Do you think you have enough now?
No, but I don't have room for many more. Actually, haven't bought many in the last year -- the illness kind of comes and goes, as it does with most collections.
How do you categorize them?
Not as well as I should. The hardbacks are mostly on the big bookshelf, and the soft backs, pamphlets, and ring binders are on the white shelves. The hardbacks are sort of grouped by type -- all the Italian together, all the French, all the Chinese, all the pressure cooker, BBQ, etc. Some are by author -- note all the
Joy of Cooking volumes, starting with a 1st Printing of the 1936 Edition (the yellow one). Collections, such as all the
Southern Living books or
Farm Journal or
Williams-Sonoma books are together. Finding a specific recipe can be torture!
When did you begin to collect cookbooks?
We had a few after we got married in 1968. My mother died in 1970 and we grabbed all of her cookbooks, including her 3"X5" file and her handwritten notebooks, before my sisters got there (they weren't interested, anyway -- one is sort of nuts and the other is a PhD in Astrophysics). After that we just bought one now and then, but in recent years it sort of went crazy. I blame eBay.
Which one is your favorite?
Many favorites! From a collector's viewpoint, my favorite is the near-mint copy of the 1894 1st Edition of
The Epicurean (middle section of the big bookcase, bottom shelf, far right). It's very rare, and generally considered to be one of the most important American cookbooks ever published. My 1936
Joy is also a gem. When it comes to favorites for cooking, it's harder to say. I tend more to liking authors -- Julia Child, James Beard, Marcella Hazan, Madhur Jaffrey, Lorna Sass, and others -- and some of the collections. Too many good ones to single out.
My oldest cookbook was my aunt's ... The American Family Cookbook (1952) ... made of ol' manilla paper ... I rarely open it anymore ... very fragile.
Not sure if I have that one (I looked but I'll have to ask my wife). I do have others by Lily Wallace, including a fairly rare copy of
The Woman's World Cookbook.
I also like 'reproduction' cookbooks ... for example (and I've already mentioned this in one of my other posts): City Tavern Cookbook - 200 Years of Classic Recipes from America's First Gourmet Restaurant, by Walter Staib I find old recipes both fun & charming. As I have learned ... folks certainly used a lot less sugar 150 years ago!

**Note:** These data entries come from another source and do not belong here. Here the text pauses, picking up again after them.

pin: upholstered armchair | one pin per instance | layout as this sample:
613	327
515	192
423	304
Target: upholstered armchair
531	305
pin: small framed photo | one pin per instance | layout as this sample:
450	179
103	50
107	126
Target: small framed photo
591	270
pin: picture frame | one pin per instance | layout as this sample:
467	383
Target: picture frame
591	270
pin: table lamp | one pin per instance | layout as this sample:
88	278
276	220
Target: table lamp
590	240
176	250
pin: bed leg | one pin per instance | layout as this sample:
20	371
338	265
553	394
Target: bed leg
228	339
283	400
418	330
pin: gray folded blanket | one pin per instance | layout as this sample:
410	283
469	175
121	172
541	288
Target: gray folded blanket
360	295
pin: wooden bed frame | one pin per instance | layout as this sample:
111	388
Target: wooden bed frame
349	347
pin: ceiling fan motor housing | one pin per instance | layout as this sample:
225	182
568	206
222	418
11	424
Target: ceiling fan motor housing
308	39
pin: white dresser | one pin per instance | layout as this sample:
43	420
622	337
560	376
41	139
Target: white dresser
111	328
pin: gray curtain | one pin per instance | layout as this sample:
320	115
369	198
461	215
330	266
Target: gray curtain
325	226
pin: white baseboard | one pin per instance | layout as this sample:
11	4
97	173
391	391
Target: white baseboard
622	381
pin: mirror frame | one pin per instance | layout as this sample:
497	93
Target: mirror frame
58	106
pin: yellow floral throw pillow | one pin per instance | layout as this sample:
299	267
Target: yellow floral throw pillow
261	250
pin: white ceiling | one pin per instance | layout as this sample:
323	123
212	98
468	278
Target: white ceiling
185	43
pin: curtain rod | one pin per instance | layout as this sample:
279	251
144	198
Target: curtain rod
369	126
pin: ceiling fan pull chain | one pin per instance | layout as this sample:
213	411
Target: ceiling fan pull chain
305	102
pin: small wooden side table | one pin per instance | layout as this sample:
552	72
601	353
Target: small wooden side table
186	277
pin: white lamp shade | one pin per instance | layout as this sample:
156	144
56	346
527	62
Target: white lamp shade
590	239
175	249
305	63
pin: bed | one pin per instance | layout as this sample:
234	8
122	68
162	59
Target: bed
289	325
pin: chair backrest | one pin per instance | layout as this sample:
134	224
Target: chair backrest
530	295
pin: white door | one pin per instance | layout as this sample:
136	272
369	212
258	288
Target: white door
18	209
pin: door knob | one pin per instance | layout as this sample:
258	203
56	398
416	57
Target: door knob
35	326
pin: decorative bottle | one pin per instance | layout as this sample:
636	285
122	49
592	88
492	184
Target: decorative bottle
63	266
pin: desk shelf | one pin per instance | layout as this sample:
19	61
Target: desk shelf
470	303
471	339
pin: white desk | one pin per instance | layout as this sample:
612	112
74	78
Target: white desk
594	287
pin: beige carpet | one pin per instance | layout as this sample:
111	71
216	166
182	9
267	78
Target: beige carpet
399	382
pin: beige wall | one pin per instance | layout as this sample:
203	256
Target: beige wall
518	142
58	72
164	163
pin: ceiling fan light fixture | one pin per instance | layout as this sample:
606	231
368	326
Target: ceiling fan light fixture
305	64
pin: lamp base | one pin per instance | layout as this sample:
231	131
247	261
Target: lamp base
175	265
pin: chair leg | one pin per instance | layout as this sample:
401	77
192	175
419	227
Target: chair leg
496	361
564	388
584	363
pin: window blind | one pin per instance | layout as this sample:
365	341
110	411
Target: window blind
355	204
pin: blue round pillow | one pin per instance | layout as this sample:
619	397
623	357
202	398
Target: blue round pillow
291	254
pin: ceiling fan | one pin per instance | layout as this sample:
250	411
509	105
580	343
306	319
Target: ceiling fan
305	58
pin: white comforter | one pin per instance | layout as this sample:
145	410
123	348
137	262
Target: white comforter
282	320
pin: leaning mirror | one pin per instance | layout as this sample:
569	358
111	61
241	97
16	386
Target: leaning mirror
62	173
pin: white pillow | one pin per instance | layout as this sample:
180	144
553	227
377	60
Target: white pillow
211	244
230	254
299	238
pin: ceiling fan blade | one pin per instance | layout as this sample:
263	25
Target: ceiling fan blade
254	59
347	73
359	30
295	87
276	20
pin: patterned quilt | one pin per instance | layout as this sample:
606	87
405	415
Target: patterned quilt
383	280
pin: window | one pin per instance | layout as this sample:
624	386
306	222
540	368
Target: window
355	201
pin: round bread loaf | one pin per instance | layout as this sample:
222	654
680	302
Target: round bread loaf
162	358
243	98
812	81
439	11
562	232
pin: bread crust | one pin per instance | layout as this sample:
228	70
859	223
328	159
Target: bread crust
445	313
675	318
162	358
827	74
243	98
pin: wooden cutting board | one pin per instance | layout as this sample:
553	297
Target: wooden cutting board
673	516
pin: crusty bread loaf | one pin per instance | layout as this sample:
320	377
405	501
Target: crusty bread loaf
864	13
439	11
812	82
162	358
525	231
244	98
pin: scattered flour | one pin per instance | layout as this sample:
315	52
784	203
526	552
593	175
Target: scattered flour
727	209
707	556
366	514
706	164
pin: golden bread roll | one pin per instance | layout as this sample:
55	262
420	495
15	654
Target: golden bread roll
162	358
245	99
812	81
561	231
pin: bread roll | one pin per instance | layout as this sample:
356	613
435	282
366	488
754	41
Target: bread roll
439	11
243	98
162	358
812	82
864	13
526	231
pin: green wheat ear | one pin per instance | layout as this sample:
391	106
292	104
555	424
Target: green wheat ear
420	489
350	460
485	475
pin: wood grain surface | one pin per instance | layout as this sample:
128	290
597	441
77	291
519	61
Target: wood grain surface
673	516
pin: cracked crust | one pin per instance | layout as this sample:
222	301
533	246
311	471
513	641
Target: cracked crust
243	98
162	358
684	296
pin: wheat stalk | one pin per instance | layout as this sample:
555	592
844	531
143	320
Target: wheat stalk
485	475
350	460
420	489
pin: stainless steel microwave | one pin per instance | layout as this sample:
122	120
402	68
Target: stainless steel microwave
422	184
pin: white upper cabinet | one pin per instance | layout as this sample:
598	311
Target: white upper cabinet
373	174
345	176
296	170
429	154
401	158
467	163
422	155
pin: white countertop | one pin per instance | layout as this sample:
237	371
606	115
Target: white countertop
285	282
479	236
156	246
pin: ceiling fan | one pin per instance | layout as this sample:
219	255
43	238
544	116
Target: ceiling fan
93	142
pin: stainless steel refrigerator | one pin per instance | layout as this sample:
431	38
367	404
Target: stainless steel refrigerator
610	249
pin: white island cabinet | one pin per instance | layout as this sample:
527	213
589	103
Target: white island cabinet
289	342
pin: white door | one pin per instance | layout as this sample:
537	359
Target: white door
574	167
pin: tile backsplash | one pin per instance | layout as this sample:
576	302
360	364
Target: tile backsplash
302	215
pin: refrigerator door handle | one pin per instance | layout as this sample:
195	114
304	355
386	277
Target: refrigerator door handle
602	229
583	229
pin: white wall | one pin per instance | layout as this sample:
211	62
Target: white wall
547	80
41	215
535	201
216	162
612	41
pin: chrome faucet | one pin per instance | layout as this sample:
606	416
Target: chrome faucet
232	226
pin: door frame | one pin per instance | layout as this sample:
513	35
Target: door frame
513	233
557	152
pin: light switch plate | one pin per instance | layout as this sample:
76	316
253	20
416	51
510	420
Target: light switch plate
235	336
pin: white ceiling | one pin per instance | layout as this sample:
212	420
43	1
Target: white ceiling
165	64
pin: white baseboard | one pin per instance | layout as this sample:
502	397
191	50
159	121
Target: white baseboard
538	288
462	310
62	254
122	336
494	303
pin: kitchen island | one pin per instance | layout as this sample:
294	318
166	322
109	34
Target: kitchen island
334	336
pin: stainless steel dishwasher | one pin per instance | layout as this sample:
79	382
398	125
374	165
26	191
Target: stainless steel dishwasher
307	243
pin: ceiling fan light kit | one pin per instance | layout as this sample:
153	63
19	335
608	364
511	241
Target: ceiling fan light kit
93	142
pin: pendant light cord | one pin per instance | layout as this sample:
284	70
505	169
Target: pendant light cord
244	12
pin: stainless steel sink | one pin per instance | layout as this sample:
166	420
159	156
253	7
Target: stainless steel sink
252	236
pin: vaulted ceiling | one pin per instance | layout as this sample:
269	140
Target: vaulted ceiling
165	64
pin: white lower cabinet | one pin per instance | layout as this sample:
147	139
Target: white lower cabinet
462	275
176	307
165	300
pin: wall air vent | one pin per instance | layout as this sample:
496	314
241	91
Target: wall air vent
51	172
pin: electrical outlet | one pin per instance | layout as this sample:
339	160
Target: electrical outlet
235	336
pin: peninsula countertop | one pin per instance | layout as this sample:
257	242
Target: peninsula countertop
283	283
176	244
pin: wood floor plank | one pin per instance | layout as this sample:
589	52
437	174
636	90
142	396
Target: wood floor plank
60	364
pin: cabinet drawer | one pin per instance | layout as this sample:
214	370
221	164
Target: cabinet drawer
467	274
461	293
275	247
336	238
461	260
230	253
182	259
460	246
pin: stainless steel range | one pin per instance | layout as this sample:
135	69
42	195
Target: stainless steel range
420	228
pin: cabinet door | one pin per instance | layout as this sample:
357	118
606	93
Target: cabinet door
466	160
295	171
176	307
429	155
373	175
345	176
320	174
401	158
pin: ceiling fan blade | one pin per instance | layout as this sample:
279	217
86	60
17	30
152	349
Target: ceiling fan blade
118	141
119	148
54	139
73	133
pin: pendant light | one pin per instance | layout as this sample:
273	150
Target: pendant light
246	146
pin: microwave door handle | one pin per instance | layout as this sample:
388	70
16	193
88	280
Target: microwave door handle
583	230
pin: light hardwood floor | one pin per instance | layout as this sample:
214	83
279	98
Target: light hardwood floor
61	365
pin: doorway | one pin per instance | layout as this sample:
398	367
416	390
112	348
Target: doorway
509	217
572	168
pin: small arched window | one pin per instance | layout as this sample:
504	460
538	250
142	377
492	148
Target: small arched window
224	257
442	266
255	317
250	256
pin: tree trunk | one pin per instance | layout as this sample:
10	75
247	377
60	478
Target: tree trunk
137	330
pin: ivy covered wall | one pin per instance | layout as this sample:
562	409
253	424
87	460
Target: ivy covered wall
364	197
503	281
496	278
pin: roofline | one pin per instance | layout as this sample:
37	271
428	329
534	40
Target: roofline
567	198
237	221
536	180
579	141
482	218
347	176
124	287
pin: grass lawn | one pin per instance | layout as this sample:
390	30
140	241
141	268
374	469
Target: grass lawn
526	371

The oldies are great to look through, and I often enjoy making the old recipes.
My most 'odd' find (only because Hubby wants to take up hunting because wild game is getting a little pricey at Village Meat Market) has been Ted & Sheman Nugent's Kill It & Grill It - A Guide to Preparing and Cooking Wild Game and Fish. Ted Nugent ... as in the ol' rock star from the 60s/70s. Hey, I don't make this stuff up ... LOL!
I have a couple of copies of
The Gun Club Cook Book your husband might enjoy. I think my strangest, however, is a 1946 volume called
One-Arm Cookery, which instructs you to have a beer in one hand and an ashtray by the stove while you're cooking!
Again ... what a collection!
Thanks. It's a lot of fun, and like most collectors, I enjoy sharING my collection with others who are interested in the subject, or who at least pretend to be.